Tangentially, we are badly in need of a simple interchange file format for images of bit depth over 8, something like :

```SBM (simple bitmap) :
width,height,slices/zdepth (U64)
# channels per pixel, # bytes per channel (1,2,4), channel type (signed int,unsigned int,float)
```

cbloom said...

I am impressed with how well "deinterleaved_bytedelta" works, given that it uses no knowledge of the data at all (is the data F32,S32,4xF32 or 8xS16,etc.). All it needs is the struct size for deinterleaving and still does quite well.

cbloom said...

(smacks forehead) I just realized that "bytedelta" is the same as doing the "sub" of LZ-sub on adjacent pels/structs before the deinterleave.

cbloom said...

Another little note :

On this type of post-filtered data, a longer minimum match length for the LZ back end can improve both compression and speed.

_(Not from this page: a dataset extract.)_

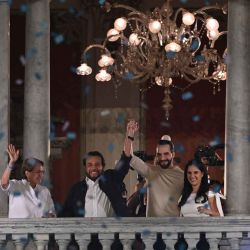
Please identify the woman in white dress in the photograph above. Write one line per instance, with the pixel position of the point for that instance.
(197, 199)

(this is "Z_FILTERED" from zlib/PNG , which is an MML of 6)

Fabian 'ryg' Giesen said...

For float16 image data where 1.0=100 nits the float16 value range is actually very reasonable! (For what it's worth, Windows defaults to interpreting sRGB (1,1,1) white as about 200 nits on HDR displays, so this aligns with common practice.)

Float16 goes from 6e-8 for the smallest subnormal to about 6.5e4 for the largest value smaller in than inf.

If you line that up with the "Orders of magnitude (illuminance)" table on Wikipedia (I'll skip the link), that gets you right from around the absolute threshold of vision to a few stops past the filament of an incandescent bulb.

Another convention I've seen is 1.0=1 nit; that starts a bit too low (although if you're limited to just the normalized numbers, it's about right) and likewise is a bit tight on the high end.

Either way, that indicates to me that the float16 exponent range is actually a good match for the human visual system, or at least the range of signals you might feasibly like to reproduce. Much like with 16-bit PCM for CD-quality audio, there's not tons of extra dynamic range, so as a working color space for "mastering" steps where you do drastic color correction you might want to use float32 for intermediates, but for distribution and "presentation" HDR formats, float16 seems about right both in terms of dynamic range and precision.